The companies agreed conditions and collaborations in the presentation to public tenders from 1982 to 2017.

(7-7-2022). The six main Spanish construction companies have been fined by the National Commission of Markets and Competition (CNNC) with 203.6 million euros for agreeing their offers in public tenders for 25 years.

The National Commission of Markets and Competition (CNMC) has fined six of the largest Spanish construction companies 203.6 million euros for altering competition in infrastructure construction tenders for more than 25 years.

The sanctioned companies are Acciona Construction, Dragados, FCC Construction, Ferrovial Construction, Obrascón Huarte Lain (OHL) and Sacyr Construction, as announced by the CNMC.

“Since 1992, the companies met weekly and decided on the public contracts in which they were going to share technical works from their offers,” says the CNMC, which has observed that “they also exchanged information about their presentation strategy” to calls for hospitals, ports, airports and highways, among other infrastructures of general interest.

The conduct constitutes a very serious infringement of articles 1 of Law 15/2007, of July 3, on the Defense of Competition and 101 of the Treaty on the Functioning of the European Union. In this case, these are practices whose effects have been “particularly harmful to society, since they affected thousands of tenders called by Spanish public administrations” for the construction and building of infrastructures.

Among the affected administrations are mainly those belonging to the field of development, including the Ministry of Development (current Ministry of Transport, Mobility and Urban Agenda) together with its agencies and dependent public business entities.

weekly meetings

Competition explained that, since 1992, the group met weekly to analyze the public works tenders that had been published on different State contracting platforms.

In the meetings, the companies decided on the tenders in which they were going to share -among all or in a subgroup- part or all of the works that would make up the technical offers of the tenders. The works were commissioned jointly by the members of the group to external companies.

The companies could not modify the works generated jointly to present them in their offers without the knowledge and approval of the rest of the members of the group. The only customization allowed was the inclusion of logos and names of each company in the joint document to give administrations an appearance of independence in the presentation of offers.

The companies developed complex rules of operation that evolved during the time that the conduct lasted.
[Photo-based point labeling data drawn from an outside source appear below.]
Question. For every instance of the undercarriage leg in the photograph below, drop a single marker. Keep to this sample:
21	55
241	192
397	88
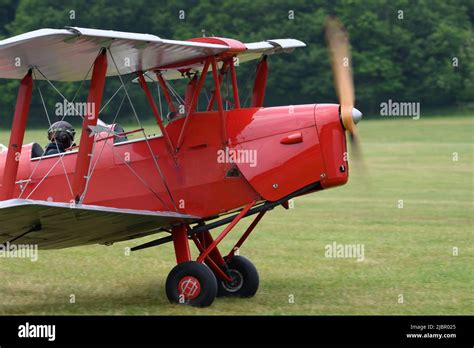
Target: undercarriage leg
181	244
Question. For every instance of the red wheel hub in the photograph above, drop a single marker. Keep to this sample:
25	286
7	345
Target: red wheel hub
189	287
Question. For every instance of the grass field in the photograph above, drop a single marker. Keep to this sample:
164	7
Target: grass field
408	251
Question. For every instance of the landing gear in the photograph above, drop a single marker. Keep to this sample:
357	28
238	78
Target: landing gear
244	276
191	283
198	283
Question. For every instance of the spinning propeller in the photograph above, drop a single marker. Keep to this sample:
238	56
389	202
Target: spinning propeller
339	50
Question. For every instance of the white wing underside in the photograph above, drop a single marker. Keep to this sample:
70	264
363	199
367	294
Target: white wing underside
68	54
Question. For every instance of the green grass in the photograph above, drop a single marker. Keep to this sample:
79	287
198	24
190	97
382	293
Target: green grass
408	251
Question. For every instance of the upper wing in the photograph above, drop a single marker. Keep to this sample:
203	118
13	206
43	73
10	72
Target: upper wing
67	54
253	51
58	225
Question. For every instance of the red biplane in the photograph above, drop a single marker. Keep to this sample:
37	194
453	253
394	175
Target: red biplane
210	166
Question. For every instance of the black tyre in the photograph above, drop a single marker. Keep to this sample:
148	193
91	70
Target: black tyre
245	279
191	283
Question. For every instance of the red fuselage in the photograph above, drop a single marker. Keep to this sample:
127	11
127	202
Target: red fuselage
272	152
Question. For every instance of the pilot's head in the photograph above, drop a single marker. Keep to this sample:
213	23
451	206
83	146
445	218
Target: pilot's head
63	133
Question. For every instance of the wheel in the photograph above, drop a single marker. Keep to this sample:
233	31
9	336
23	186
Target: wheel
245	279
191	283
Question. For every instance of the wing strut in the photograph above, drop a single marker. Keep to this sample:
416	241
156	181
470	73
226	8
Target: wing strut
84	156
260	83
20	118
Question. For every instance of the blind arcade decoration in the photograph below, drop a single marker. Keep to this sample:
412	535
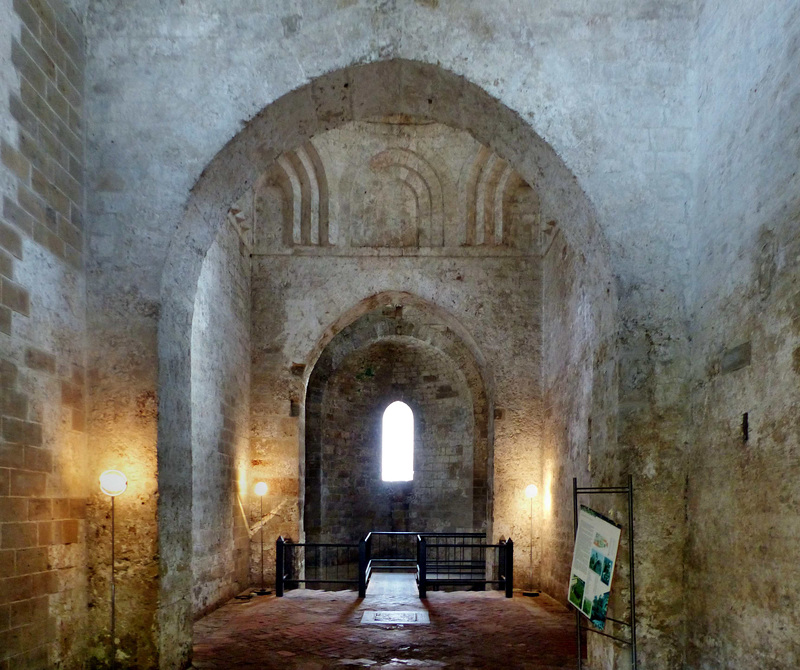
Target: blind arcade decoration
593	560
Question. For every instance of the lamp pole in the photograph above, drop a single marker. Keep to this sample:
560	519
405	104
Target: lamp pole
261	489
113	483
530	492
113	593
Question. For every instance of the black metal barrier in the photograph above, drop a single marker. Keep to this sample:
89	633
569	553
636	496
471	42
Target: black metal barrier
324	564
462	559
440	559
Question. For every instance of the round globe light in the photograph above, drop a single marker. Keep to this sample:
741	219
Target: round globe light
113	482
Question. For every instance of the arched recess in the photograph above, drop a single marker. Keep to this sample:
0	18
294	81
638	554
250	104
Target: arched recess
357	92
404	349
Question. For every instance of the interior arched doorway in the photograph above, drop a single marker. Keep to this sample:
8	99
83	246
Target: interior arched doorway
383	89
402	350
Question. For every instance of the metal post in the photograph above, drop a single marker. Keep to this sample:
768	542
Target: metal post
362	568
421	566
261	521
113	594
631	569
575	523
509	567
279	567
532	584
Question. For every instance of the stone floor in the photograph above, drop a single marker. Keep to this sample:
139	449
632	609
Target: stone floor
313	630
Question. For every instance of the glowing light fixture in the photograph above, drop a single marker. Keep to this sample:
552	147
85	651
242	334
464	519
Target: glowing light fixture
261	490
531	491
113	483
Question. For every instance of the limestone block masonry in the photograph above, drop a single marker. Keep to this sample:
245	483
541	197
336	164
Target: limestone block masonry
43	483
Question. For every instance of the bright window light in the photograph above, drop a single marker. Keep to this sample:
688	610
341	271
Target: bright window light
397	443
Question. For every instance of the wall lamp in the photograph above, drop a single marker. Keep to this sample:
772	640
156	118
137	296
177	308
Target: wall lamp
113	483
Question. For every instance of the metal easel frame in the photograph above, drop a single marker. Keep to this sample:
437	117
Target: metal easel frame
627	490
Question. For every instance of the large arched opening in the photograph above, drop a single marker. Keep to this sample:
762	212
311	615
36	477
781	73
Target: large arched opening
384	90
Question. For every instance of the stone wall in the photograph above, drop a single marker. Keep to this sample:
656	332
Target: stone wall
221	422
405	205
743	486
43	465
354	498
344	412
606	89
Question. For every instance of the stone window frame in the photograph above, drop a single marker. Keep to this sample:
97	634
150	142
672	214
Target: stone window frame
383	443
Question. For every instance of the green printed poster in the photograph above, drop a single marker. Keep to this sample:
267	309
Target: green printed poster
596	544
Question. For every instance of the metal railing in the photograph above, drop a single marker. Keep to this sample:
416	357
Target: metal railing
439	559
461	559
325	565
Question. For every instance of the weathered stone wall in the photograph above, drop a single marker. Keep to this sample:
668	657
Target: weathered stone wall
396	204
504	331
743	490
221	422
43	466
607	88
354	499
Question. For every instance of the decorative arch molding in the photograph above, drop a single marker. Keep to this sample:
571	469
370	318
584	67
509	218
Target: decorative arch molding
422	180
357	92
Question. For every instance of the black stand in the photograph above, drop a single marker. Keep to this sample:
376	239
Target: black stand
627	490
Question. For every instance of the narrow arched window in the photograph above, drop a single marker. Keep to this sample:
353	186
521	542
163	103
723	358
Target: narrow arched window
397	443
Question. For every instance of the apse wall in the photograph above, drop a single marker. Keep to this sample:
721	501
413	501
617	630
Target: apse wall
221	488
411	208
743	486
606	89
45	481
346	457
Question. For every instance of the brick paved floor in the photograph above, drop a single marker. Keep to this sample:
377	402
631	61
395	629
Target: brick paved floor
315	630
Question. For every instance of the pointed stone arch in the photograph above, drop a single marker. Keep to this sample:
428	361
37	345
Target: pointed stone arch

In addition, in the weekly meetings, the companies exchanged sensitive commercial information (different from that necessary to share the work), for example, their intention to compete or not to bid, or the intention to form a UTE or Temporary Union of Companies and the members that would integrate them.
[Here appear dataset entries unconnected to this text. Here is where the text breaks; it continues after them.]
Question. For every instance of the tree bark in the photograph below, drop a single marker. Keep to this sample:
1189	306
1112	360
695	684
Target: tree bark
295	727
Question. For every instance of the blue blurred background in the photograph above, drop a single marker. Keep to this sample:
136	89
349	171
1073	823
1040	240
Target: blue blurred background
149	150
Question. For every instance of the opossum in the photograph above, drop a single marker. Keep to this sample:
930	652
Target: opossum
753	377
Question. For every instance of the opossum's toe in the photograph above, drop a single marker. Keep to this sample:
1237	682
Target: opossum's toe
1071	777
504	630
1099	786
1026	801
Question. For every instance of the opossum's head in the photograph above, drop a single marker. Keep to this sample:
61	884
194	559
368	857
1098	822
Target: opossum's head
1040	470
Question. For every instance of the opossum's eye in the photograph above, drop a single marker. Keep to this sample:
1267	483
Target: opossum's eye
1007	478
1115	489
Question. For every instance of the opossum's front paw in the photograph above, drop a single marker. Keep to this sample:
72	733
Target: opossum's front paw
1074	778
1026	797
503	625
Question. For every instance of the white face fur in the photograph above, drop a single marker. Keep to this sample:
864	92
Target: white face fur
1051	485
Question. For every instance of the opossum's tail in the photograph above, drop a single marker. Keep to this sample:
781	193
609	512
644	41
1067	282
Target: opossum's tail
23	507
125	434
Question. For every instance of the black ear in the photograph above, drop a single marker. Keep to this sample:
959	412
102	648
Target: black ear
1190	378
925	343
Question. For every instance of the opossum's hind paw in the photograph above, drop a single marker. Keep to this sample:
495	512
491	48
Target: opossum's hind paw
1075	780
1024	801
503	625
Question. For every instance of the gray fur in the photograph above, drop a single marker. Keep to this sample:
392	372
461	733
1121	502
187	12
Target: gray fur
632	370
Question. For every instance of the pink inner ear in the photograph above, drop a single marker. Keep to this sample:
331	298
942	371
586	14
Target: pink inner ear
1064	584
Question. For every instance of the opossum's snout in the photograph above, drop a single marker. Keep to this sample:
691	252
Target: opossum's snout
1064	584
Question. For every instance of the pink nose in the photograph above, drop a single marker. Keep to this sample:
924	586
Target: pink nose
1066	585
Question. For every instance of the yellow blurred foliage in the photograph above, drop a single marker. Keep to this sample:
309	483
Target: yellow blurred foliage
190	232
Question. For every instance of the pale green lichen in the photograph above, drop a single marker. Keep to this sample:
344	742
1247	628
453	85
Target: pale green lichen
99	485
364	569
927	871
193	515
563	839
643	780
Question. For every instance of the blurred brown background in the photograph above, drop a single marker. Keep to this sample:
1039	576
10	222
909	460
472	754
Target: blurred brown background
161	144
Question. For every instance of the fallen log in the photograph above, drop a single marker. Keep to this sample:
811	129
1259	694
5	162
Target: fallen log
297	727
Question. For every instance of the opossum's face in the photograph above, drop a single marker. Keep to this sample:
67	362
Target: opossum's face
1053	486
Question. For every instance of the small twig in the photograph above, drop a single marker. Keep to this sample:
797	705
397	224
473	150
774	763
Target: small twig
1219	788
In the case of building and civil works contracts for infrastructures of general interest (hospitals, highways, airports, etc.), during the period investigated, the technical offer was on many occasions the most important competitive variable. This reached 70% of the contest score, compared to 30% corresponding to the economic score.
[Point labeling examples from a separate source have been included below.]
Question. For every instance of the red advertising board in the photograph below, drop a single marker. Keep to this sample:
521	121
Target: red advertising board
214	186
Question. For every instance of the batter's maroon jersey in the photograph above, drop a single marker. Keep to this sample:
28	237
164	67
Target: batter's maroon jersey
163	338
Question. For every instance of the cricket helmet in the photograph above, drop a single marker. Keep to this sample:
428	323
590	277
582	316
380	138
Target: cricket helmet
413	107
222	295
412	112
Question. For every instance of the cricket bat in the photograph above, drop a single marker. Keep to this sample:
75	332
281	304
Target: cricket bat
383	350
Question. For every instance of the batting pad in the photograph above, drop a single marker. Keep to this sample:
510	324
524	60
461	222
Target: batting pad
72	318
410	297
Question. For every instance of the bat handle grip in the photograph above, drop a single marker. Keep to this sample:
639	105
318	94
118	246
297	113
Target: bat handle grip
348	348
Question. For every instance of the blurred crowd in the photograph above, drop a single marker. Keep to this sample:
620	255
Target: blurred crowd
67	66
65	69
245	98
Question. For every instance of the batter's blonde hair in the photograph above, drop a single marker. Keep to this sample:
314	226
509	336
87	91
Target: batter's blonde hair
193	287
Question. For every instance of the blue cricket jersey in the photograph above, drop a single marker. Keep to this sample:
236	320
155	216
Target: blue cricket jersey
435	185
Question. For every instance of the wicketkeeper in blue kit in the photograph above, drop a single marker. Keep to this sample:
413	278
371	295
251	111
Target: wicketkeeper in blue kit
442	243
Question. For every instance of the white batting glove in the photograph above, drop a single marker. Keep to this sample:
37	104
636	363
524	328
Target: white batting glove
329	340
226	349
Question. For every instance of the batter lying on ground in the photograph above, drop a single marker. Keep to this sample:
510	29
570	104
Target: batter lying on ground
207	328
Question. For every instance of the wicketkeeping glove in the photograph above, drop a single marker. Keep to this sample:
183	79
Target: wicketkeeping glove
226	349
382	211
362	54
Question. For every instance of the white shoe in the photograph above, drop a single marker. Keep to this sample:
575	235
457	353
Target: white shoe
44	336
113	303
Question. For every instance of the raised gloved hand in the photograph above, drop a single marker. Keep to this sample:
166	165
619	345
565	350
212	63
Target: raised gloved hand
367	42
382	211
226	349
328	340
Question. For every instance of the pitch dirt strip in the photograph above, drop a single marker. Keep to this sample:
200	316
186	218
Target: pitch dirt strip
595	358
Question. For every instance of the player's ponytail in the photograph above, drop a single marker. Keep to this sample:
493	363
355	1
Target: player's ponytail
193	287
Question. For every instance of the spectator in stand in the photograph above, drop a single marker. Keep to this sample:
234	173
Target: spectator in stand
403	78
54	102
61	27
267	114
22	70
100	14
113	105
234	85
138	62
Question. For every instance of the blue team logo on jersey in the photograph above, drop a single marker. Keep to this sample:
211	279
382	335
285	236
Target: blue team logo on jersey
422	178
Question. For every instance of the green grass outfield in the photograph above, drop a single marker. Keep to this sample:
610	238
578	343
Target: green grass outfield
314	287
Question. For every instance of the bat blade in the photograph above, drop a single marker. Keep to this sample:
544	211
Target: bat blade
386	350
The jobs shared by the construction companies were always scored by the administration as part of the technical offer. In some cases, around 5%, the companies came to share the bidding project that they were going to present to the administration, which means breaching the duties of sole proposal and secrecy of the proposals and eliminates the independence required of companies .

The companies dissolved the group in 2017 and expressly stated that these agreements could be contrary to antitrust regulations.

The CNMC highlighted that the sanctioned collusive agreements have resulted in a “less variety and quality” of the technical offers presented by the companies to the administration and have also produced disadvantageous effects on competitors.

The sanctioned anti-competitive behaviors have lasted beyond the date of entry into force of the prohibition of contracting (October 22, 2015), for which the resolution is sent to the Consultative Board of Public Procurement to determine its duration and scope. .

The CNMC recalls that a contentious-administrative appeal may be filed directly against these resolutions before the National High Court within two months from the day following their notification.